In a traditional workflow, human intervention might be needed to verify the quality of the post before publishing. An AI agent system could eliminate this by adding a quality control step:

  1. Find relevant URLs (using Agent A)
  2. Summarize those URLs (using Agent A)
  3. Create a LinkedIn post draft (using Agent A)
  4. Evaluate if the post meets quality criteria (using Agent B)
  5. If not, revise the post until it does

This demonstrates a key aspect of AI agents: they can collaborate and check each other’s work, similar to how humans might review each other’s contributions.

The more reviewing agents, the more chance there is that it will be accurate.


Specialized AI Agents


The most powerful AI agent systems use specialized agents for specific tasks. Think of this as having a team of experts, each with their own specialty.
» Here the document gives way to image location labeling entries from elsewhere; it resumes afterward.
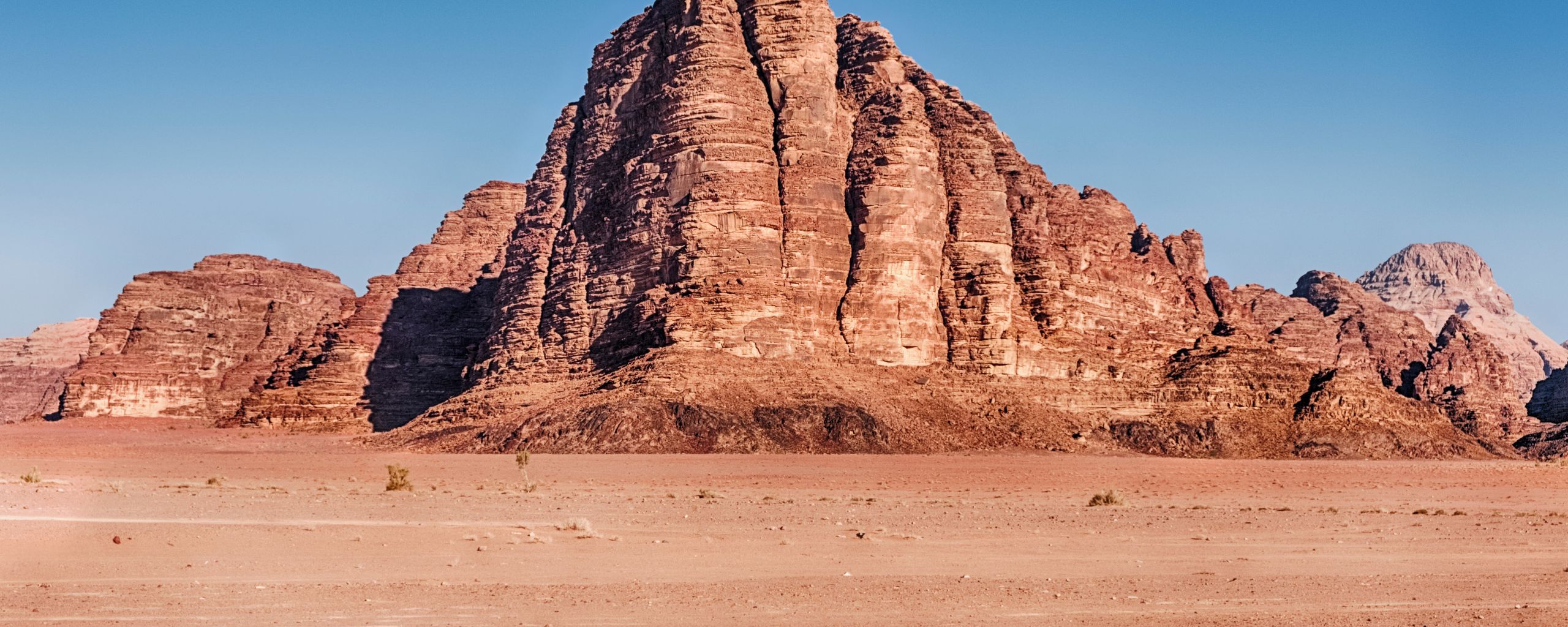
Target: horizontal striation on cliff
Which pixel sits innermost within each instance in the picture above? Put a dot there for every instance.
(192, 344)
(766, 228)
(404, 345)
(34, 369)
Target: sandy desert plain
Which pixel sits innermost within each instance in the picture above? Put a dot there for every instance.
(135, 522)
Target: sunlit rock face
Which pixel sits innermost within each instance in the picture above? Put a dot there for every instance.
(766, 228)
(34, 369)
(192, 344)
(1443, 279)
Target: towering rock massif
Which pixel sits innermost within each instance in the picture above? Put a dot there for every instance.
(764, 228)
(34, 369)
(1443, 279)
(405, 344)
(192, 344)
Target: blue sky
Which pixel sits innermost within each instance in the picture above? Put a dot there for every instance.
(1324, 135)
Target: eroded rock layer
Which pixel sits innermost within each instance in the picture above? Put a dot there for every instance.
(405, 344)
(764, 228)
(192, 344)
(34, 369)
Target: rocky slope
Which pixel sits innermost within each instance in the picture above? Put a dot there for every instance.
(407, 340)
(764, 228)
(192, 344)
(34, 369)
(1443, 279)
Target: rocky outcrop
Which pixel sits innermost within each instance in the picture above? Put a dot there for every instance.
(1473, 381)
(34, 369)
(405, 344)
(1550, 402)
(192, 344)
(1443, 279)
(764, 228)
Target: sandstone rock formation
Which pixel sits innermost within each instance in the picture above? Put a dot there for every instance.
(34, 369)
(407, 342)
(192, 344)
(1550, 402)
(1443, 279)
(764, 228)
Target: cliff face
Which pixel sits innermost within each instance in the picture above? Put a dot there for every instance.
(1443, 279)
(764, 228)
(405, 344)
(34, 369)
(192, 344)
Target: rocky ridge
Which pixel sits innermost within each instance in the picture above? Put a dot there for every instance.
(192, 344)
(1445, 279)
(34, 369)
(405, 344)
(764, 228)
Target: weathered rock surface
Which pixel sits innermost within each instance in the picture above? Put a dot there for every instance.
(1551, 444)
(34, 369)
(1550, 402)
(1443, 279)
(405, 344)
(192, 344)
(763, 228)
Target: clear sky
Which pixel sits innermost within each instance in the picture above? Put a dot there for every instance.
(1294, 135)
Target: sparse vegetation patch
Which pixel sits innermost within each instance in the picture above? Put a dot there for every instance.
(1107, 499)
(397, 479)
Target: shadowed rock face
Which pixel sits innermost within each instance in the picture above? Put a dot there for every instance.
(1443, 279)
(764, 228)
(405, 344)
(192, 344)
(34, 369)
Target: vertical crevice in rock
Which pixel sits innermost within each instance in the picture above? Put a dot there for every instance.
(896, 198)
(796, 49)
(514, 336)
(981, 292)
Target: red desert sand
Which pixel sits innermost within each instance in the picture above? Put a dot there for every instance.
(240, 527)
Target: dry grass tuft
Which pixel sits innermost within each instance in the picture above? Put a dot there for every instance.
(1107, 499)
(581, 525)
(397, 479)
(522, 466)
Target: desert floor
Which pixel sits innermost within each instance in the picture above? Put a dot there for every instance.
(300, 530)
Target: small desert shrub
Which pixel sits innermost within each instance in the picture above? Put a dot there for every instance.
(1107, 499)
(522, 468)
(397, 479)
(581, 525)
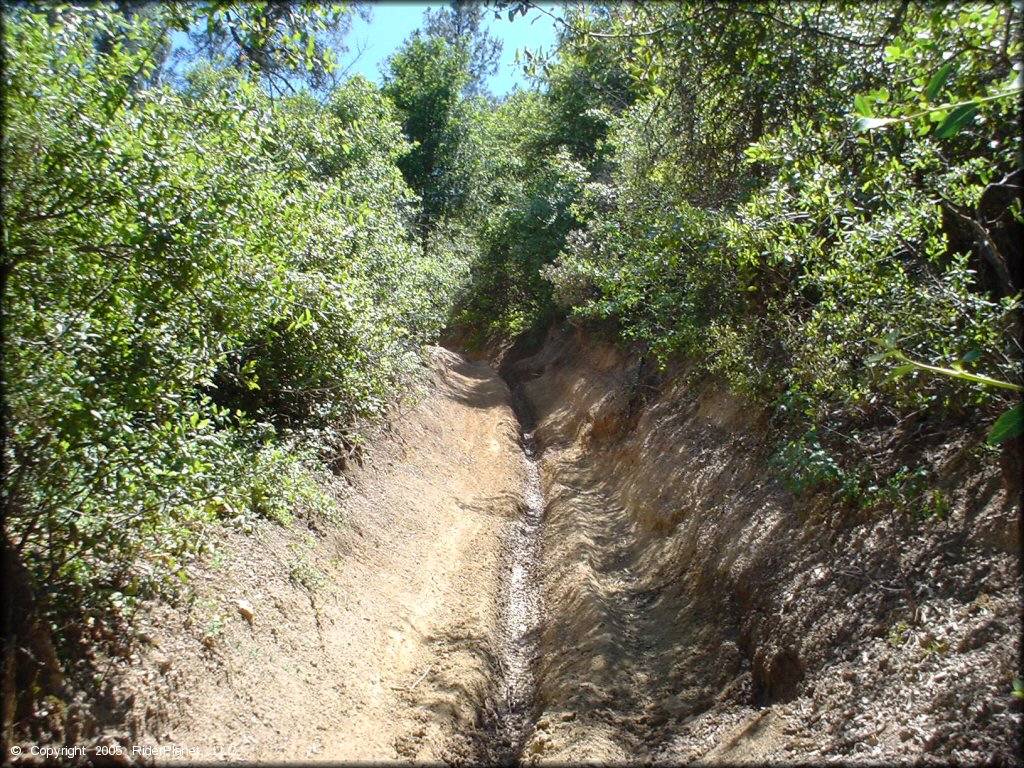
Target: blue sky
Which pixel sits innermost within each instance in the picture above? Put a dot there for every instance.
(393, 22)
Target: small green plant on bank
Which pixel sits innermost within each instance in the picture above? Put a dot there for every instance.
(1007, 427)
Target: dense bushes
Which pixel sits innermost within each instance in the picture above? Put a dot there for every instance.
(815, 241)
(196, 276)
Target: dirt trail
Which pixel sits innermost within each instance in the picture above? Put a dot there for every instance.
(692, 608)
(394, 654)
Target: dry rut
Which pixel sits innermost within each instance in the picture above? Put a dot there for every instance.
(400, 647)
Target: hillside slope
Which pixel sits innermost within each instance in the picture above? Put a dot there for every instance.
(697, 610)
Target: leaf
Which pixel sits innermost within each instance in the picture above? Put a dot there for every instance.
(869, 124)
(901, 371)
(862, 107)
(955, 120)
(937, 81)
(1008, 426)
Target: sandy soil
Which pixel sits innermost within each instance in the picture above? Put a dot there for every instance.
(697, 611)
(374, 642)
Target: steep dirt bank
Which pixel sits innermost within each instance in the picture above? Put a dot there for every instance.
(696, 610)
(372, 640)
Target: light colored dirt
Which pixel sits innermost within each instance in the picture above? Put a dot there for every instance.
(390, 654)
(697, 611)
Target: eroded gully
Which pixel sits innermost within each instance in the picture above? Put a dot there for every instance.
(512, 713)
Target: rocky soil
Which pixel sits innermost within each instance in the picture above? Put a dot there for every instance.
(643, 589)
(698, 611)
(373, 640)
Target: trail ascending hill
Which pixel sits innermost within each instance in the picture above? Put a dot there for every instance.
(396, 654)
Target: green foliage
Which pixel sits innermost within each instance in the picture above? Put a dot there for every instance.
(776, 278)
(198, 280)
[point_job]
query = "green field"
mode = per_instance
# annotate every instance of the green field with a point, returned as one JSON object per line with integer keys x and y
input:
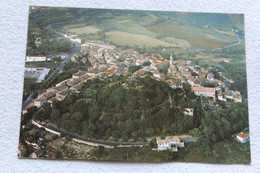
{"x": 154, "y": 29}
{"x": 129, "y": 39}
{"x": 85, "y": 30}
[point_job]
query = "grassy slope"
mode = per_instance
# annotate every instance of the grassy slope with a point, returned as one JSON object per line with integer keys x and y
{"x": 124, "y": 38}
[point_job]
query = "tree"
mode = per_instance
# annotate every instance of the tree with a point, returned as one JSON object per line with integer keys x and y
{"x": 55, "y": 115}
{"x": 39, "y": 115}
{"x": 153, "y": 143}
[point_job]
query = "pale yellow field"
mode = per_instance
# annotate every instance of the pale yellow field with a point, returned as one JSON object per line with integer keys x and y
{"x": 179, "y": 42}
{"x": 232, "y": 34}
{"x": 124, "y": 39}
{"x": 208, "y": 58}
{"x": 85, "y": 30}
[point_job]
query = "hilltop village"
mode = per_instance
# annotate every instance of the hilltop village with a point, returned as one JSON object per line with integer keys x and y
{"x": 107, "y": 60}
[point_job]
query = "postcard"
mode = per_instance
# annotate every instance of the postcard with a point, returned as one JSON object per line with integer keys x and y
{"x": 134, "y": 85}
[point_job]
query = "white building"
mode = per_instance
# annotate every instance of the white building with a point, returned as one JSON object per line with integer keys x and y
{"x": 170, "y": 143}
{"x": 188, "y": 111}
{"x": 33, "y": 58}
{"x": 242, "y": 137}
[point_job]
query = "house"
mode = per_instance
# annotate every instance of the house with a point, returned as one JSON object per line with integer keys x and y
{"x": 242, "y": 137}
{"x": 210, "y": 76}
{"x": 58, "y": 88}
{"x": 188, "y": 111}
{"x": 40, "y": 102}
{"x": 170, "y": 143}
{"x": 78, "y": 74}
{"x": 162, "y": 65}
{"x": 42, "y": 99}
{"x": 33, "y": 58}
{"x": 205, "y": 91}
{"x": 221, "y": 96}
{"x": 36, "y": 154}
{"x": 51, "y": 155}
{"x": 21, "y": 150}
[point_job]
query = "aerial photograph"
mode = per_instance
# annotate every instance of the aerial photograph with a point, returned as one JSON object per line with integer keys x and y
{"x": 134, "y": 85}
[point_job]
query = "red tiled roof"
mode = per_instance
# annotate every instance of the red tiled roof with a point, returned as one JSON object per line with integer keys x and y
{"x": 242, "y": 135}
{"x": 152, "y": 58}
{"x": 37, "y": 55}
{"x": 51, "y": 154}
{"x": 203, "y": 89}
{"x": 112, "y": 70}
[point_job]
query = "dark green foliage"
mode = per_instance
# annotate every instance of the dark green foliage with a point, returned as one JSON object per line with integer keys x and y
{"x": 134, "y": 69}
{"x": 153, "y": 143}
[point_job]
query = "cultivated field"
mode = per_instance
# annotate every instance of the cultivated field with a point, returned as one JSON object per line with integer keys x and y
{"x": 85, "y": 30}
{"x": 129, "y": 39}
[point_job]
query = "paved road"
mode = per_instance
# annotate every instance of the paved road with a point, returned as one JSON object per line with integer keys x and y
{"x": 27, "y": 101}
{"x": 187, "y": 140}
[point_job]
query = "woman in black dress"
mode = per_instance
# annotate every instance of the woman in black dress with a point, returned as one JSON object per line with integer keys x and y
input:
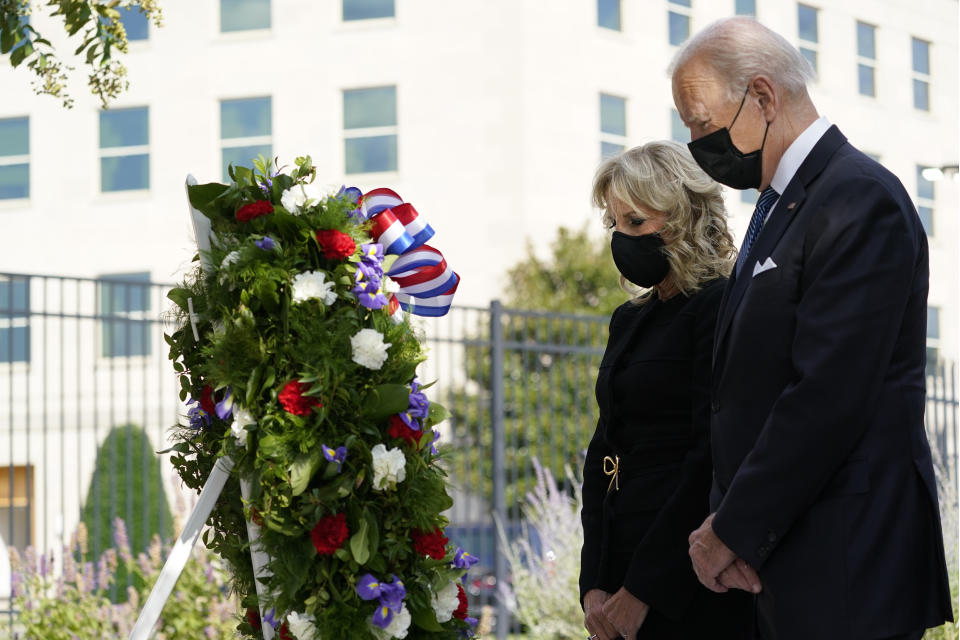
{"x": 647, "y": 475}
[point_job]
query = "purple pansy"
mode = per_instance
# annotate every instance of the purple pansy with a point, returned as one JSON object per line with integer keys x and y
{"x": 337, "y": 455}
{"x": 463, "y": 559}
{"x": 266, "y": 243}
{"x": 224, "y": 408}
{"x": 368, "y": 587}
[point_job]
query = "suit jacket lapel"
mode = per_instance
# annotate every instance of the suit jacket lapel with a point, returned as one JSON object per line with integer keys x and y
{"x": 778, "y": 222}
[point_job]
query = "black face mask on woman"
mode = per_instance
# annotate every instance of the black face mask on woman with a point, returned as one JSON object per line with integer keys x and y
{"x": 640, "y": 259}
{"x": 722, "y": 161}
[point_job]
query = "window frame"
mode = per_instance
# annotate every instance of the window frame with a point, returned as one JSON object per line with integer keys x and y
{"x": 371, "y": 132}
{"x": 122, "y": 151}
{"x": 14, "y": 160}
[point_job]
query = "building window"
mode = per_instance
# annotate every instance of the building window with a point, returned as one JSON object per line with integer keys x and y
{"x": 370, "y": 129}
{"x": 367, "y": 9}
{"x": 921, "y": 74}
{"x": 125, "y": 307}
{"x": 678, "y": 21}
{"x": 678, "y": 130}
{"x": 16, "y": 503}
{"x": 246, "y": 127}
{"x": 925, "y": 200}
{"x": 244, "y": 15}
{"x": 866, "y": 59}
{"x": 613, "y": 125}
{"x": 933, "y": 338}
{"x": 608, "y": 14}
{"x": 808, "y": 33}
{"x": 745, "y": 8}
{"x": 14, "y": 158}
{"x": 14, "y": 319}
{"x": 124, "y": 149}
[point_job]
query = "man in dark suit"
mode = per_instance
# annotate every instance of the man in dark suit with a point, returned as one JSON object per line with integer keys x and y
{"x": 824, "y": 500}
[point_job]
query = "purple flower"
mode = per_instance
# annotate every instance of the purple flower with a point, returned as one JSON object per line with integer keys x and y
{"x": 266, "y": 243}
{"x": 463, "y": 559}
{"x": 368, "y": 587}
{"x": 225, "y": 407}
{"x": 383, "y": 616}
{"x": 337, "y": 455}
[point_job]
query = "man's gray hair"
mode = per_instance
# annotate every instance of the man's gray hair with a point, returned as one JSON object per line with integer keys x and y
{"x": 739, "y": 49}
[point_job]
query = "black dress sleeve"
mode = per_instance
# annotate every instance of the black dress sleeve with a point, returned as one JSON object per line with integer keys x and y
{"x": 660, "y": 573}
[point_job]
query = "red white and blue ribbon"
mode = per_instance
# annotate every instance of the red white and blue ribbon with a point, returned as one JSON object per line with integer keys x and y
{"x": 426, "y": 283}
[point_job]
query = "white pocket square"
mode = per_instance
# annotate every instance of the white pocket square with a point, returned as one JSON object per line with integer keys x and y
{"x": 766, "y": 265}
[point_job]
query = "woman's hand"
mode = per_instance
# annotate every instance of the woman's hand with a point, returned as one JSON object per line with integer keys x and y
{"x": 625, "y": 613}
{"x": 594, "y": 619}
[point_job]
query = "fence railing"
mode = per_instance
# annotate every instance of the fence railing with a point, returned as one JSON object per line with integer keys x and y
{"x": 87, "y": 395}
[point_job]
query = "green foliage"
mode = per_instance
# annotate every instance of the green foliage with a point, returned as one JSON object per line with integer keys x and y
{"x": 127, "y": 475}
{"x": 550, "y": 409}
{"x": 76, "y": 603}
{"x": 258, "y": 334}
{"x": 103, "y": 35}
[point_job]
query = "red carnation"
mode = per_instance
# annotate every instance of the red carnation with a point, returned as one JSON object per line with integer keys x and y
{"x": 329, "y": 533}
{"x": 206, "y": 401}
{"x": 253, "y": 617}
{"x": 461, "y": 612}
{"x": 335, "y": 244}
{"x": 252, "y": 210}
{"x": 431, "y": 543}
{"x": 399, "y": 429}
{"x": 293, "y": 400}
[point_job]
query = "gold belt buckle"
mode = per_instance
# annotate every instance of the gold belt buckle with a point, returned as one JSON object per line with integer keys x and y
{"x": 611, "y": 467}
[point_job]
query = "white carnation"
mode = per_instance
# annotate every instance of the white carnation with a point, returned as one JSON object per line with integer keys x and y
{"x": 241, "y": 418}
{"x": 313, "y": 284}
{"x": 294, "y": 198}
{"x": 445, "y": 602}
{"x": 389, "y": 467}
{"x": 397, "y": 627}
{"x": 369, "y": 349}
{"x": 301, "y": 626}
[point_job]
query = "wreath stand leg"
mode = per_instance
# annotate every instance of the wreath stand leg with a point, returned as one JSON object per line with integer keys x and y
{"x": 212, "y": 489}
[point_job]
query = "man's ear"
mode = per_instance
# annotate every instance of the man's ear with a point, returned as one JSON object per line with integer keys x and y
{"x": 762, "y": 89}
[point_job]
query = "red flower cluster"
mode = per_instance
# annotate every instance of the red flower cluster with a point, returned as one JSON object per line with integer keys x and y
{"x": 336, "y": 245}
{"x": 253, "y": 617}
{"x": 293, "y": 400}
{"x": 430, "y": 543}
{"x": 252, "y": 210}
{"x": 206, "y": 401}
{"x": 461, "y": 612}
{"x": 399, "y": 429}
{"x": 329, "y": 533}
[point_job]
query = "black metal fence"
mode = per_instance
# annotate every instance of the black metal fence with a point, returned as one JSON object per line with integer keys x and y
{"x": 87, "y": 395}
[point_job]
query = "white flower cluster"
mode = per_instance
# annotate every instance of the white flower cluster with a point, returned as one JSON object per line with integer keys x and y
{"x": 313, "y": 285}
{"x": 445, "y": 602}
{"x": 397, "y": 628}
{"x": 389, "y": 467}
{"x": 302, "y": 626}
{"x": 241, "y": 418}
{"x": 369, "y": 349}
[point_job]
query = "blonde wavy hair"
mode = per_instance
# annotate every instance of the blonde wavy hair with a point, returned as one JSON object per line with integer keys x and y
{"x": 662, "y": 176}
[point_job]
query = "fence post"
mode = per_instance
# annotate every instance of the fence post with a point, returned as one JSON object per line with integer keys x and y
{"x": 497, "y": 411}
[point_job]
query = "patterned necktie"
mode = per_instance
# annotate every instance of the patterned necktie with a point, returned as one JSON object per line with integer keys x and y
{"x": 764, "y": 202}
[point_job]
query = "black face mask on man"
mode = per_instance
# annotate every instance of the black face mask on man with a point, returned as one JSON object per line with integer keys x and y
{"x": 722, "y": 161}
{"x": 640, "y": 259}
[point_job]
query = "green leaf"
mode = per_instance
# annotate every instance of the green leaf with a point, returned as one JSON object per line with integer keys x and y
{"x": 359, "y": 545}
{"x": 303, "y": 469}
{"x": 425, "y": 618}
{"x": 385, "y": 400}
{"x": 203, "y": 195}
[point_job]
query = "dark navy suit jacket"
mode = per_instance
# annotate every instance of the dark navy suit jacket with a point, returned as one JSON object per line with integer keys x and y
{"x": 823, "y": 478}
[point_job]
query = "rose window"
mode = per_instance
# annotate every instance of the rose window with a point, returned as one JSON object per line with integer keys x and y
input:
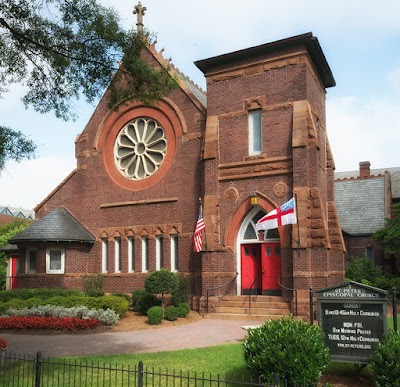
{"x": 140, "y": 148}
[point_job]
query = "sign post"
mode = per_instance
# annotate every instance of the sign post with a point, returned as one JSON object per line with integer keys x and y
{"x": 353, "y": 317}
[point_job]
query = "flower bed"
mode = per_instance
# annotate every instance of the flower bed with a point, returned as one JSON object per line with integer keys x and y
{"x": 40, "y": 322}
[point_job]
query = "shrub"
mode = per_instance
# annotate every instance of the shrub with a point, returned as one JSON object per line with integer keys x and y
{"x": 155, "y": 314}
{"x": 123, "y": 295}
{"x": 171, "y": 313}
{"x": 385, "y": 361}
{"x": 359, "y": 269}
{"x": 145, "y": 301}
{"x": 183, "y": 309}
{"x": 181, "y": 292}
{"x": 293, "y": 349}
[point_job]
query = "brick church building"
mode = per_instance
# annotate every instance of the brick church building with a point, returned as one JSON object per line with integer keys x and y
{"x": 254, "y": 140}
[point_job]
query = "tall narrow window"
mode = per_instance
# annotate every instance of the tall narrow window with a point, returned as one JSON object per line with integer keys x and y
{"x": 131, "y": 254}
{"x": 255, "y": 132}
{"x": 174, "y": 253}
{"x": 159, "y": 252}
{"x": 145, "y": 254}
{"x": 117, "y": 246}
{"x": 104, "y": 255}
{"x": 30, "y": 261}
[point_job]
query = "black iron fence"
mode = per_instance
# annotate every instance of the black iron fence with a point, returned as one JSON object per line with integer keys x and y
{"x": 37, "y": 371}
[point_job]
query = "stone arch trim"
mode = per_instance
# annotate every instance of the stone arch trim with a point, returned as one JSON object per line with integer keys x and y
{"x": 241, "y": 212}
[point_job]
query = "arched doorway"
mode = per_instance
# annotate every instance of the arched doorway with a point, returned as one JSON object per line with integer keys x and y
{"x": 258, "y": 262}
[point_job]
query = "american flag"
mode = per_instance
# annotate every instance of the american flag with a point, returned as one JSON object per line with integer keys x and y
{"x": 198, "y": 232}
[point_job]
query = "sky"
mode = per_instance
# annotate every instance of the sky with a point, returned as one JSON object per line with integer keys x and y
{"x": 360, "y": 40}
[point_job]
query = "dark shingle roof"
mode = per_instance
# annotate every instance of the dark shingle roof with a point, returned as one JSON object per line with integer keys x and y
{"x": 56, "y": 226}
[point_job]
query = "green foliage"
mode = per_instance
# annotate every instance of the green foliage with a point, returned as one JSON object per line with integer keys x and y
{"x": 93, "y": 285}
{"x": 389, "y": 236}
{"x": 161, "y": 282}
{"x": 155, "y": 315}
{"x": 183, "y": 309}
{"x": 293, "y": 349}
{"x": 61, "y": 50}
{"x": 182, "y": 291}
{"x": 171, "y": 313}
{"x": 385, "y": 361}
{"x": 359, "y": 269}
{"x": 143, "y": 301}
{"x": 14, "y": 145}
{"x": 123, "y": 295}
{"x": 118, "y": 304}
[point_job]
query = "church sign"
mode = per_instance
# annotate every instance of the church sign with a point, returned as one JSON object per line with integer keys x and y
{"x": 353, "y": 319}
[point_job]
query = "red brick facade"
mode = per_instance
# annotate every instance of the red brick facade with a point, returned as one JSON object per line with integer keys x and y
{"x": 208, "y": 157}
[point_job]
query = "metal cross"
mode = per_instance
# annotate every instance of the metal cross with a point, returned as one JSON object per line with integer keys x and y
{"x": 139, "y": 10}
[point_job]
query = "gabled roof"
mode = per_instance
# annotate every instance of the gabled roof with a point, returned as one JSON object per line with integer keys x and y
{"x": 56, "y": 226}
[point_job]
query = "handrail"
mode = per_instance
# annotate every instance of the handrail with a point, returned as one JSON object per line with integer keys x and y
{"x": 251, "y": 287}
{"x": 218, "y": 287}
{"x": 293, "y": 290}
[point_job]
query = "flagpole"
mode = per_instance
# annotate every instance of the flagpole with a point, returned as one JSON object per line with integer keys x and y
{"x": 205, "y": 235}
{"x": 297, "y": 217}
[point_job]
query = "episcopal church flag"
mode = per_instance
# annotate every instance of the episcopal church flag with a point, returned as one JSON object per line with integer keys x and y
{"x": 198, "y": 232}
{"x": 285, "y": 214}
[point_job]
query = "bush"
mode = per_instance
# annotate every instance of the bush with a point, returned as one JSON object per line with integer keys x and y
{"x": 183, "y": 309}
{"x": 181, "y": 293}
{"x": 363, "y": 270}
{"x": 385, "y": 361}
{"x": 293, "y": 349}
{"x": 145, "y": 301}
{"x": 155, "y": 315}
{"x": 171, "y": 313}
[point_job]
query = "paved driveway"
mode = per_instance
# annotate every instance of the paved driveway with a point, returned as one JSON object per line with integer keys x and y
{"x": 202, "y": 333}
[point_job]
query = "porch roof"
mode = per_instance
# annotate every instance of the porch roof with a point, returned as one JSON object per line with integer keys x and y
{"x": 56, "y": 226}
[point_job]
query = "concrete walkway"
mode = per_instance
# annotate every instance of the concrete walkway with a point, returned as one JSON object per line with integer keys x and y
{"x": 202, "y": 333}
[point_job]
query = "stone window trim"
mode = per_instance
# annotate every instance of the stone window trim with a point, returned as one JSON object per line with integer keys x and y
{"x": 55, "y": 260}
{"x": 29, "y": 255}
For example, a fraud detection system might include:

  • A data gathering agent that collects transaction information
  • A pattern recognition agent trained specifically on fraudulent transaction patterns
  • A risk assessment agent that evaluates potential impact, understanding the policies and risk position of your company
  • A notification agent that alerts appropriate personnel

Each agent is optimized for its specific task, creating a system that’s more effective than a single general-purpose agent would be.



Putting It All Together


Understanding the progression from LLMs to workflows to agents helps clarify how these systems become increasingly powerful:

  • LLMs provide the foundational ability to understand and generate human language
  • AI Workflows connect LLMs to external data and tools to expand their capabilities
  • AI Agents add autonomous reasoning and decision-making to create systems that can adapt and self-improve

As these technologies continue to evolve, we’ll see increasingly sophisticated applications that combine these approaches to solve complex problems.

The most exciting developments aren’t about any single technology, but rather how they can be integrated to create systems that augment human capabilities in ways we’re just beginning to explore.